October 2002, Volume 11, Issue 5, pp 435 - 440 Original Article Read Full Article 10.1007/s00586-002-0390-1

First Online: 01 October 2002

Burst fractures of the fifth lumbar vertebra are rare, and there are only a few reports on this subject, which is characterised by its unique anatomical and biomechanical features. This retrospective analysis reports on ten patients whose fractures of L5 were stabilised with a short internal fixator in combination with a posterior fusion as well as transpedicular bone grafting. The average follow-up period was 22 months. Radiometric data were surveyed and compared to the functional results. The height of the fractured vertebra remained nearly unchanged throughout the course. Loss of lordosis of 4° in the upper disc space and 4° in the lower disc space were observed postoperatively. At the time of follow-up, the values of segmental lumbar lordosis were significantly below the preoperative level. The narrowing of the neural canal was reduced from 57% to 28% with the surgical intervention. However, there was no correlation between the functional and the radiological outcome.
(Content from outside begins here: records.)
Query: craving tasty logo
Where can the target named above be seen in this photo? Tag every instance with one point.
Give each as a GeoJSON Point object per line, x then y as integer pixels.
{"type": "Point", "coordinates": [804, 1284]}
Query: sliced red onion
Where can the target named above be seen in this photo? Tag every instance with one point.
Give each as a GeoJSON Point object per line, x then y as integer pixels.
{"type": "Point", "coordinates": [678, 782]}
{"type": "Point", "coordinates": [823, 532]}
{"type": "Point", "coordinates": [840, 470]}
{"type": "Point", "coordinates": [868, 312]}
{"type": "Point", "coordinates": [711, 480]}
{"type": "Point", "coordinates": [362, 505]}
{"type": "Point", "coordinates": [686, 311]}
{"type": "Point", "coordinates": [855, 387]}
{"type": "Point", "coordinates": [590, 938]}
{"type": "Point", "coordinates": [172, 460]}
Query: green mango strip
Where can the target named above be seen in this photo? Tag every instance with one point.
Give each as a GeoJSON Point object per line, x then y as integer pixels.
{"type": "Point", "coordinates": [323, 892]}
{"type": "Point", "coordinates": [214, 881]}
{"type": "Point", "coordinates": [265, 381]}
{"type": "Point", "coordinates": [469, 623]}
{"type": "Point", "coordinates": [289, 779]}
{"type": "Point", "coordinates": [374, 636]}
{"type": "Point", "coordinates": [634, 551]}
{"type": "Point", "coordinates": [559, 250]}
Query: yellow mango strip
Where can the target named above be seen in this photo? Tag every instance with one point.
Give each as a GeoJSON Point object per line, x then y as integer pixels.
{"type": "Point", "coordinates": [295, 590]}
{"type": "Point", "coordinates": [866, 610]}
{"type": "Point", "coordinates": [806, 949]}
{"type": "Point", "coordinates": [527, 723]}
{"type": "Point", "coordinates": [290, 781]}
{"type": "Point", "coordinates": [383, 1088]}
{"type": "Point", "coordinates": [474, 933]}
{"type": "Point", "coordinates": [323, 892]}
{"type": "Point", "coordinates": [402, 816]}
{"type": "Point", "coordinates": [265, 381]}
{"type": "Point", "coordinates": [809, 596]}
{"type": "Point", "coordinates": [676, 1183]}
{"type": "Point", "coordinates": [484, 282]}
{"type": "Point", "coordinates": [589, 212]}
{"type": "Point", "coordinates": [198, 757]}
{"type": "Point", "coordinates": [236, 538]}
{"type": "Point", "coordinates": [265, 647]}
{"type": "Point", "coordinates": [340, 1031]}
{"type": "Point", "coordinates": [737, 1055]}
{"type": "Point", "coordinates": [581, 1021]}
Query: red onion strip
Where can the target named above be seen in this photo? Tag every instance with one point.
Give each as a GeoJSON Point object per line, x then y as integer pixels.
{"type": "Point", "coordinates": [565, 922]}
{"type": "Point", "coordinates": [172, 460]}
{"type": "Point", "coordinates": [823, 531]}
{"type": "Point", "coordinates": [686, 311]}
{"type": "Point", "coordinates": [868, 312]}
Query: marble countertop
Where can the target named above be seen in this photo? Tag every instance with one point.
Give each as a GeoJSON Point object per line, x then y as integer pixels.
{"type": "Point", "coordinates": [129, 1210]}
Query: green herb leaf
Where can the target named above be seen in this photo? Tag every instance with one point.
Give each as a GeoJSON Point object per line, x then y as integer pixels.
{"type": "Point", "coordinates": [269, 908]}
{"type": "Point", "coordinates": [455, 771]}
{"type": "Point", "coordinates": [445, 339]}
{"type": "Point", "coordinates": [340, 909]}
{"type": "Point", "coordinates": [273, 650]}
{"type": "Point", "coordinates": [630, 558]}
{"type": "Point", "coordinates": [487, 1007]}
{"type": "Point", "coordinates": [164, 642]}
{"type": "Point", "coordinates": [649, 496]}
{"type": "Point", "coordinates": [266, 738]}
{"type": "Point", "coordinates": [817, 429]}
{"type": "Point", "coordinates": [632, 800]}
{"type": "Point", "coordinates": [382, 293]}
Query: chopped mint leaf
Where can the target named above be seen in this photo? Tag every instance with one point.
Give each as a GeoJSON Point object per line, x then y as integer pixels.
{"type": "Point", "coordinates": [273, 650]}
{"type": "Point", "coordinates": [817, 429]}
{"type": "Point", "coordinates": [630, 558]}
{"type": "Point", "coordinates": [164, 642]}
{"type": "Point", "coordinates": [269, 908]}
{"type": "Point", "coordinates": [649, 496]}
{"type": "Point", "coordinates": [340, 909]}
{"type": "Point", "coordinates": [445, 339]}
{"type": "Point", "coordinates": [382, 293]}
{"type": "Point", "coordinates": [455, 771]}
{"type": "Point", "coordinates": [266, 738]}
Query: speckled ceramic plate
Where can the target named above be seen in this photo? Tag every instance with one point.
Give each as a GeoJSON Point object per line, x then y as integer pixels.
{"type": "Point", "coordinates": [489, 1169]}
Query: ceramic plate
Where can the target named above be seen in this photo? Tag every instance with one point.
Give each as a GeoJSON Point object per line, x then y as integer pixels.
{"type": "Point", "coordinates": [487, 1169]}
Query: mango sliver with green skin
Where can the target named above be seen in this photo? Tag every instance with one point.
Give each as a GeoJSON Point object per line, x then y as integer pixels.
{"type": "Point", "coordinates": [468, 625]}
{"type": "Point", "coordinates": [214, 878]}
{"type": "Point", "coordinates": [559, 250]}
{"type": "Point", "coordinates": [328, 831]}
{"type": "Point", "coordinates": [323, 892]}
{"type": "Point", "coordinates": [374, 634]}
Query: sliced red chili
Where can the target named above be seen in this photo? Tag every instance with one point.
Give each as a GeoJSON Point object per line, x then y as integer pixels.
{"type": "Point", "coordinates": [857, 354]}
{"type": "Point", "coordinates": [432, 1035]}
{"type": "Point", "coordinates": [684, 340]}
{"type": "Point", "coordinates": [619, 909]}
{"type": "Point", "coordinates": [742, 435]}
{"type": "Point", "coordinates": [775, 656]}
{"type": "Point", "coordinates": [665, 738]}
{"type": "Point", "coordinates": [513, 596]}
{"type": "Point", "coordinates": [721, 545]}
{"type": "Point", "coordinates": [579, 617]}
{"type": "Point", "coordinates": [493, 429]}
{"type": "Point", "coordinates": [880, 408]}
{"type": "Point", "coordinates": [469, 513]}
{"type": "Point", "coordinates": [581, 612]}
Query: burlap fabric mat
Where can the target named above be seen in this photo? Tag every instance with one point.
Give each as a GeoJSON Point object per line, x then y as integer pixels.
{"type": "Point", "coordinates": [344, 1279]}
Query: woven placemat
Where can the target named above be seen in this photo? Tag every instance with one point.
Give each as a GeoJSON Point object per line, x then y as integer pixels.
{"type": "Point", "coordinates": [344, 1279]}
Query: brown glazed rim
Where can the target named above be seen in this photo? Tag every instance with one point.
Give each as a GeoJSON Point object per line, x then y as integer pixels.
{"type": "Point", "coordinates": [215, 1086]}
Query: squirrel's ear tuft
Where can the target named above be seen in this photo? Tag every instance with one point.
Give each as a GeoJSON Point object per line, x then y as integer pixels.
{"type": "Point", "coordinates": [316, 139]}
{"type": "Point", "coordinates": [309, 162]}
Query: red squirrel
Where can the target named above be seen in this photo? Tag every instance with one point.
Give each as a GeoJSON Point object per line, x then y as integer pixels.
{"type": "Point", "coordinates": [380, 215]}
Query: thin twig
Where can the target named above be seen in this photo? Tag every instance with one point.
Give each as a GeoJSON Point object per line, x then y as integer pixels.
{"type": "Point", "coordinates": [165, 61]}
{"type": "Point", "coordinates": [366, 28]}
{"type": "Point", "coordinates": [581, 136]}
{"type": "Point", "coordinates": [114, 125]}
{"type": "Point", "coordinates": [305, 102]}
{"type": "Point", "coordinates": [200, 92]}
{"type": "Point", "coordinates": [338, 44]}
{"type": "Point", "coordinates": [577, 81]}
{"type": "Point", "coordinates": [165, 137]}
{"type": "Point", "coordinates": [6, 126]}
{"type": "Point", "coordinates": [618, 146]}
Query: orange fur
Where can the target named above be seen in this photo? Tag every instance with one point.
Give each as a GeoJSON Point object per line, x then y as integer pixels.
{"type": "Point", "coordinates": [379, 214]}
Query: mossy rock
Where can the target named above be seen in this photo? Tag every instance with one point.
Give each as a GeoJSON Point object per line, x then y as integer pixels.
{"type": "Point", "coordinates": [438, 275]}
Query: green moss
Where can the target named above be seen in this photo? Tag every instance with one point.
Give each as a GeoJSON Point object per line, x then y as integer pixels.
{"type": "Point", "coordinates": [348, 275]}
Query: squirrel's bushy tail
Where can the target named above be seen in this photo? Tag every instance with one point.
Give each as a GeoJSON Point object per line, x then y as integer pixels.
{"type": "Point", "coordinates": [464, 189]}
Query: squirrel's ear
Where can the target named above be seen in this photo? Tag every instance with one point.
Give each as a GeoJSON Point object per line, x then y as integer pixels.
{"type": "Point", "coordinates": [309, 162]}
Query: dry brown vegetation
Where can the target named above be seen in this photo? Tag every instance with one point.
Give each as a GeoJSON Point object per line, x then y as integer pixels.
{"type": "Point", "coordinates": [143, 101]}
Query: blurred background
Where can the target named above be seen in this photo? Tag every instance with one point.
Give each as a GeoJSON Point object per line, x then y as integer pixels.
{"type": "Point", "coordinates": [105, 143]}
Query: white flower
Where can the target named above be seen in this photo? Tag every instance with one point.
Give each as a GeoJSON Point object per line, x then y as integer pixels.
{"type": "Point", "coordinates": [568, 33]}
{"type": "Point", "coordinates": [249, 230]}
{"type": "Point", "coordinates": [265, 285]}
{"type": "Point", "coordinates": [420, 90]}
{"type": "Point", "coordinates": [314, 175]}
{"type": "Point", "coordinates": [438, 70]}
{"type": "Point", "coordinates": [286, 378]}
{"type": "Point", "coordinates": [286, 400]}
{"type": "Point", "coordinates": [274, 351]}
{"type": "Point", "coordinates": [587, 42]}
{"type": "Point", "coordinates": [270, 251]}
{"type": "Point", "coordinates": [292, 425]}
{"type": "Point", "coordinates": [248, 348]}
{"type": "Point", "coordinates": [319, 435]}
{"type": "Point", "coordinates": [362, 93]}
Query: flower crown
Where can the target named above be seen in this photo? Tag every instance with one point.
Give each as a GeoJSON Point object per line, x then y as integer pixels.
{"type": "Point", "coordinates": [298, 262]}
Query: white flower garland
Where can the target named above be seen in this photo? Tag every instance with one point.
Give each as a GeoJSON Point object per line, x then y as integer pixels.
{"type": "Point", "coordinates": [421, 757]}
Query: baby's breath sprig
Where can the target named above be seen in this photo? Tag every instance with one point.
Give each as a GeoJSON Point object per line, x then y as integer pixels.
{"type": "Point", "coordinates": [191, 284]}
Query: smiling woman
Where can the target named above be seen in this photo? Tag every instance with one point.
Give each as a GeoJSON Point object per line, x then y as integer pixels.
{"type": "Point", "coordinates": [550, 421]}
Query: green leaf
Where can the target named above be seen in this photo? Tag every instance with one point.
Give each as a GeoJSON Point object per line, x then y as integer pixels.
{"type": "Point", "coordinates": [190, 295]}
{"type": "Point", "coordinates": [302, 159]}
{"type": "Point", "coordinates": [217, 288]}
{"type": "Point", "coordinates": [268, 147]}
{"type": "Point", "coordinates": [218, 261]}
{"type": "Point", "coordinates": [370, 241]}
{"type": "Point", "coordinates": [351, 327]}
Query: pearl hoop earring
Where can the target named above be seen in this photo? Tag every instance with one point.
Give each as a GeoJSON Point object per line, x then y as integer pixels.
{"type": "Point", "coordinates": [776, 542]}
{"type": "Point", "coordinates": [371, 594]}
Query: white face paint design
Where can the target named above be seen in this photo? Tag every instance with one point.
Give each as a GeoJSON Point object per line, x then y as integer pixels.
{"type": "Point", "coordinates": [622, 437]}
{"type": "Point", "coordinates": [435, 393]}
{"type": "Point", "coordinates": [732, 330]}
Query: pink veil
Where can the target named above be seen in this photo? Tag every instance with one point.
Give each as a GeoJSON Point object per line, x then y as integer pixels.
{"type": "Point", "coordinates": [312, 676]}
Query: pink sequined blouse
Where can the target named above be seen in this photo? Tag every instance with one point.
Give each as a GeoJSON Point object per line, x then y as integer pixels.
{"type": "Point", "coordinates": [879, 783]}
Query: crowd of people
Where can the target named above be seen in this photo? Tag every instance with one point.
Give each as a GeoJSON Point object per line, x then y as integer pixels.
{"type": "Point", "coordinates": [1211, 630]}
Neurological deficits were documented in two patients, which declined during the course. There were no severe postoperative complications. The results of the present study demonstrate that the described surgical procedure in fractures of the fifth lumbar vertebra does not promote an anatomic restoration of the fractured vertebra, nor of the segmental lordosis. However, the clinical results do not correlate with the radiological outcome. Nonoperative treatment with early mobilisation without external support seems to be the treatment of choice.